Plaire au Québec ou rayonner à l'étranger

Édouard Plante Fréchette (La Presse)

Par Joanne Arseneau

Le 20 novembre dernier à l’Astral, dans le cadre des Rencontres de la Presse, Nathalie Petrowski recevait quatre de nos cinéastes québécois avec une question piège : quand vous faites votre cinéma, préférez-vous plaire au Québec ou rayonner à l’étranger... Émile Gaudreault, Luc Dionne, Micheline Lanctôt et Philippe Falardeau se sont prêtés au jeu. 

Rencontres La Presse


Avant de lancer la discussion Nathalie Petrowski a présenté son panel nous rappelant les succès en salle des uns et le rayonnement à l’étranger des autres.

Après des débuts artistiques sur scène en tant que membre du Groupe Sanguin, Émile Gaudreault commence au cinéma comme scénariste en 1994 avec Louis 19 qu'il coécrit avec Sylvie Bouchard, un succès immédiat qui a fait l'objet d'un remake aux États-Unis réalisé par Ron Howard et intitulé Ed TV. Il commence à réaliser ses propres films à partir de 2001. Depuis ses films ont beaucoup de succès en salle. De père en flic est le plus grand succès au box-office québécois de tous les temps.

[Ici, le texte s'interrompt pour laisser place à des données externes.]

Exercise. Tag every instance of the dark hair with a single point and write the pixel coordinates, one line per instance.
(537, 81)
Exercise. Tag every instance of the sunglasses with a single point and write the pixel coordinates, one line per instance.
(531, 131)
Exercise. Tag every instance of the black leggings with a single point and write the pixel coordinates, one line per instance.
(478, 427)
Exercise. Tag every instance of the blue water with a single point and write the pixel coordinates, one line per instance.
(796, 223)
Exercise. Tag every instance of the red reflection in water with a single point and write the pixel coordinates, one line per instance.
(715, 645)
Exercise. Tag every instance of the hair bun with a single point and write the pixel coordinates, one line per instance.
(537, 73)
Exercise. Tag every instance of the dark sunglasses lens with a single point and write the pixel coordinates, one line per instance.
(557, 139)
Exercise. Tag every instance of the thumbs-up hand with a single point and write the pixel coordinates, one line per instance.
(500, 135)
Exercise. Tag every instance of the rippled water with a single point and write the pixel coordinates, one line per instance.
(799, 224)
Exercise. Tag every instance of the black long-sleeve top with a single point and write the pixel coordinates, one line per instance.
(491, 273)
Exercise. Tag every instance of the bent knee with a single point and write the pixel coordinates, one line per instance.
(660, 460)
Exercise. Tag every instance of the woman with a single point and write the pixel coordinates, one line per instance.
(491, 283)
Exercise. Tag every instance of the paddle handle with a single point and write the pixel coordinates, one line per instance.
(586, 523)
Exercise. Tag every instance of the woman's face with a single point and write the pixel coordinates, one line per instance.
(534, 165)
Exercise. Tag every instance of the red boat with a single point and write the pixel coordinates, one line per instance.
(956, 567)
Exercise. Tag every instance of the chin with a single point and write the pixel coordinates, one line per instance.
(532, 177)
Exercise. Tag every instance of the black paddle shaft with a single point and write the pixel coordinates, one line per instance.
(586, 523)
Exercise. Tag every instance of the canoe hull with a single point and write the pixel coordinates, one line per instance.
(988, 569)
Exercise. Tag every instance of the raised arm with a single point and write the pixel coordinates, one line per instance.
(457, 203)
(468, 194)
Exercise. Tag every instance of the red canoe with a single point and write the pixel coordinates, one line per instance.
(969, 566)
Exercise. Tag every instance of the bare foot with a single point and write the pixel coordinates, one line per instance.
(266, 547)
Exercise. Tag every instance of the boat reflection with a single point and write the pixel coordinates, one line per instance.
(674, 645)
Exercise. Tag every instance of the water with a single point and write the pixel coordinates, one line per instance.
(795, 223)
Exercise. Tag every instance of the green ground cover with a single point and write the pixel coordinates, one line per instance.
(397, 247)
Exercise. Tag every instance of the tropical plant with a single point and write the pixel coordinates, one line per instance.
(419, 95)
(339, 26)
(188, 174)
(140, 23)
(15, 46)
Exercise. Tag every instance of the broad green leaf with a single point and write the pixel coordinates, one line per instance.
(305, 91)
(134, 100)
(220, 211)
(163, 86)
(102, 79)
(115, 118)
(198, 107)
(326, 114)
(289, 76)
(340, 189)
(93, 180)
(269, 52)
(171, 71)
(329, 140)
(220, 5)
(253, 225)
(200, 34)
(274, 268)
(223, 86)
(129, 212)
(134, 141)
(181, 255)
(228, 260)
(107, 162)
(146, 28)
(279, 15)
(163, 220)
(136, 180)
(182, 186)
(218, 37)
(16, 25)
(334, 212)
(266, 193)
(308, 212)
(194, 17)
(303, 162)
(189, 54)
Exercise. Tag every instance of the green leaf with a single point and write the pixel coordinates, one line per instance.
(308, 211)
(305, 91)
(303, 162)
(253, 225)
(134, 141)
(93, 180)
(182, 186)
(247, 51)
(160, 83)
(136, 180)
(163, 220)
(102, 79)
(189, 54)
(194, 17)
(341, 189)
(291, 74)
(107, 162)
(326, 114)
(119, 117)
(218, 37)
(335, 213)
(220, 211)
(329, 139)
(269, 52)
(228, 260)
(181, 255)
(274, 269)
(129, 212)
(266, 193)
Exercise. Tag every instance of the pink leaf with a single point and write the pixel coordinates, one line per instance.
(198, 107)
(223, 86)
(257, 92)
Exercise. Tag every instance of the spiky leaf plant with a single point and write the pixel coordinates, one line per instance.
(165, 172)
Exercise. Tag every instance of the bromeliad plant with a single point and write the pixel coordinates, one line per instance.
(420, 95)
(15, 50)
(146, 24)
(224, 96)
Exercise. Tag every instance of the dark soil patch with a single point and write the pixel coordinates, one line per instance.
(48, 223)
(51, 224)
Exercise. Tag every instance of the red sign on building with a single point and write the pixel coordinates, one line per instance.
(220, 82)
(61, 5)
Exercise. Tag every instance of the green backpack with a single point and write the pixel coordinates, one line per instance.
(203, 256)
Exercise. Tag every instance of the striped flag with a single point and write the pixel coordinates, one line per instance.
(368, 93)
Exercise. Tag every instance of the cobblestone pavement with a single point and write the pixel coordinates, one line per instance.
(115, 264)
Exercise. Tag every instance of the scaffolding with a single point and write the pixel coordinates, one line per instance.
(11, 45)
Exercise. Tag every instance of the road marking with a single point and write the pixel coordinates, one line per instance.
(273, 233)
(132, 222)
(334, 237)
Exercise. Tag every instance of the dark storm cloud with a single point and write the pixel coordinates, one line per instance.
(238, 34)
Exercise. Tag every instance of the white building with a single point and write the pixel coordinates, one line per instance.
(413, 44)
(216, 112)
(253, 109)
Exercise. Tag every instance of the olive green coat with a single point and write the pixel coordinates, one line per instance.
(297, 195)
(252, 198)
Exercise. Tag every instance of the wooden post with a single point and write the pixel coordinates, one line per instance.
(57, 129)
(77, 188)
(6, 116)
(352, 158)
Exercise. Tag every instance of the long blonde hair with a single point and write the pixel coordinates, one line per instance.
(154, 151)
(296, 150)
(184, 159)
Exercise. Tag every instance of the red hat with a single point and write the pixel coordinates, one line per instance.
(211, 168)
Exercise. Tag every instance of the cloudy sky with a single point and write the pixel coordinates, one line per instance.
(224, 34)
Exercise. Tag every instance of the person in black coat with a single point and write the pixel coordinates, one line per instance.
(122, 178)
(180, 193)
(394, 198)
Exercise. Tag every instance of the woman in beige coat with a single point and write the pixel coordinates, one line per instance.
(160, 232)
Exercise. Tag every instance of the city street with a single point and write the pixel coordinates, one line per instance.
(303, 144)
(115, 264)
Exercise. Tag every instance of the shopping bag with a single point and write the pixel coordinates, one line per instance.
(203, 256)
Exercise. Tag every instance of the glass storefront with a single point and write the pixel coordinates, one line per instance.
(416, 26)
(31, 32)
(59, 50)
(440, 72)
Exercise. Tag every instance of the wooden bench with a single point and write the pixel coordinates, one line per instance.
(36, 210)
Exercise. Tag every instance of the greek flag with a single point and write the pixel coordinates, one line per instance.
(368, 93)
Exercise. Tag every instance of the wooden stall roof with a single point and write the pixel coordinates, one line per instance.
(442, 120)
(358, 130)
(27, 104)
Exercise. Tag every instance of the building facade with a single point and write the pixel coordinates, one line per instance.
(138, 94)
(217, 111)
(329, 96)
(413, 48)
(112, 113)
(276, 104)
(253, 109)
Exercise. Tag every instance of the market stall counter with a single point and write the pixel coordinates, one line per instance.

Pour Luc Dionne le succès public n’a pas de secret non plus. Scénariste de la célèbre série Omerta, il passe au cinéma en 2004 comme scénariste-réalisateur avec Aurore qui remporte un grand succès en salle. Cette année, son film Omerta est l’un des seuls films québécois à performer au box-office.

Pour l’actrice et réalisatrice Micheline Lanctôt, le succès en salle a été plus timide au fil des ans. Mais qui, comme elle, peut se vanter d’avoir gagné un Lion d’argent à Venise. C’est pourtant un tour de force qu’elle a accompli en 1984 avec Sonatine. Actrice accomplie, sa carrière de cinéaste est prolifique autant du côté long métrage que documentaire. Son dernier long métrage Pour l’amour de Dieu a connu un succès critique et commercial appréciable.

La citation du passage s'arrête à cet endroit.